逆に生徒数と教室が多くなると出席番号があると生徒の把握がしやすいですね。
Attribute(属性)
Attributeはパーティションキーとソートキー以外の情報です。
今回は教室(パーティションキー)の中の「生徒の名前」、「性別」といった情報です。
Item(項目)
Itemはパーティションキー毎に区切られたattributeの集まりです。
これにはパーティションキーやソートキーも含まれます
教室毎に生徒が分けられていますよね。
教室(パーティションキー)には出席番号(ソートキー)や生徒の名前(attribute)などが含まれています。このまとまりがItemです。
言葉だとちょっとイメージしずらいですが、イラストにするとこんな感じです。
index
indexは教室(パーティションキー)と出席番号(ソートキー)では並び替えが難しい時に、並び替えをしやすいようにパーティションキーとソートキーを選び直すことができます。

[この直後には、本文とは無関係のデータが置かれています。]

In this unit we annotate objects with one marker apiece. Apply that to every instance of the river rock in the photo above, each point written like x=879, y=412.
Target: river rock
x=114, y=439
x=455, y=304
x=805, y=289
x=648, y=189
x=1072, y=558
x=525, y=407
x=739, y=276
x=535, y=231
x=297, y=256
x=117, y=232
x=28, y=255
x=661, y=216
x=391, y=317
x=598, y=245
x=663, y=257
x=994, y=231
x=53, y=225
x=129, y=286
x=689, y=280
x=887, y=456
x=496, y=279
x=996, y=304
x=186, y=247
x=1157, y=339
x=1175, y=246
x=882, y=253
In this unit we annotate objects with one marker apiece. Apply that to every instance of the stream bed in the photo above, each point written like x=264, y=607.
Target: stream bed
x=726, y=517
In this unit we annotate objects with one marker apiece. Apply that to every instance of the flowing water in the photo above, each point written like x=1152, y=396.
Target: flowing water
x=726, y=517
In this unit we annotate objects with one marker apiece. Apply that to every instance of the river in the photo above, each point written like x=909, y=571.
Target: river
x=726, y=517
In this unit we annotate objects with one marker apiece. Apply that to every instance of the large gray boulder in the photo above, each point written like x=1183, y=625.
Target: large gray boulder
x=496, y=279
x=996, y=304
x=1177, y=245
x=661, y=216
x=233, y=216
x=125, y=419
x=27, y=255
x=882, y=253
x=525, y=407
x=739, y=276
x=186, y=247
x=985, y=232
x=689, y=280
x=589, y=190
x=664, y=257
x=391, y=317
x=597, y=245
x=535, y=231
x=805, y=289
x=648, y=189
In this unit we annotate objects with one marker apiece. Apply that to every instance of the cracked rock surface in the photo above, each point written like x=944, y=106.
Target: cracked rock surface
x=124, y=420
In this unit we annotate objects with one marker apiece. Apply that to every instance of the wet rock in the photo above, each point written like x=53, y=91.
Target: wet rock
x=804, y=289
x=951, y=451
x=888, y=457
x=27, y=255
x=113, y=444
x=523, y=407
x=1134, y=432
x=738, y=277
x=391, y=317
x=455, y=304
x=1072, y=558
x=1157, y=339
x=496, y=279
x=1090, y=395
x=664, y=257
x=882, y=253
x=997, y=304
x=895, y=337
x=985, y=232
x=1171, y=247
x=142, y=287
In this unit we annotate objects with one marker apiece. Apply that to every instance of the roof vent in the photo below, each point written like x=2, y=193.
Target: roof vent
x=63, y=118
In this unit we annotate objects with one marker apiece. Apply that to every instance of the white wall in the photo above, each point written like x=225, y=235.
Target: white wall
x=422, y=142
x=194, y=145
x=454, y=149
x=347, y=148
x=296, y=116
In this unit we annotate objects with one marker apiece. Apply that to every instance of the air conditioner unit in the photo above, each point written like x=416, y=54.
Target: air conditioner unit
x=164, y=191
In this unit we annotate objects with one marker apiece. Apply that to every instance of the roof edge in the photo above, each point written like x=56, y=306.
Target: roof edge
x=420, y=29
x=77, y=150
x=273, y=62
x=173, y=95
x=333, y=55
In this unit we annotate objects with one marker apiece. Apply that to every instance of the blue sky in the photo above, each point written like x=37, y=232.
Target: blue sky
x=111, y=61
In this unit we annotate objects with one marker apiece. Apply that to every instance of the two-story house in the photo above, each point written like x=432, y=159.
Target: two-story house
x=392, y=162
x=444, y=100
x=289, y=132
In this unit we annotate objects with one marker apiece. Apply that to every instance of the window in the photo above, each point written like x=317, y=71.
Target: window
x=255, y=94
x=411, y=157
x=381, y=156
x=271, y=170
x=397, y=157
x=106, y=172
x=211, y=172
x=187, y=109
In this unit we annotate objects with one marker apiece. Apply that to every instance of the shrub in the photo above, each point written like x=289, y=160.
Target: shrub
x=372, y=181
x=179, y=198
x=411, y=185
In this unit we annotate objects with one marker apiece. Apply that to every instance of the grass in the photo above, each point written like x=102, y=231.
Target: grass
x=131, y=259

例えば、好きな色ごとに生徒を検索したい場合などです。
パーティションキーを好きな色に、ソートキーを生徒の名前にすることで、検索がしやすくなります。
indexにはグローバルセカンダリインデックス(GSI)とローカルセカンダリインデックス(LSI)という2種類のインデックスが存在します。
検索
これは用語とは少しズレるかもしれません。
学校で例えると校内放送で生徒を呼び出す時に使います。
呼び出し方には大きく分けていくつかの種類があります。
-
Get-Item
-
Query
-
Scan
この検索で共通しているのは、教室(パーティションキー)とソートキーは常に固定であるという点です。
しかし、実際はパーティションキーを別の値にして検索をしたいこともあります。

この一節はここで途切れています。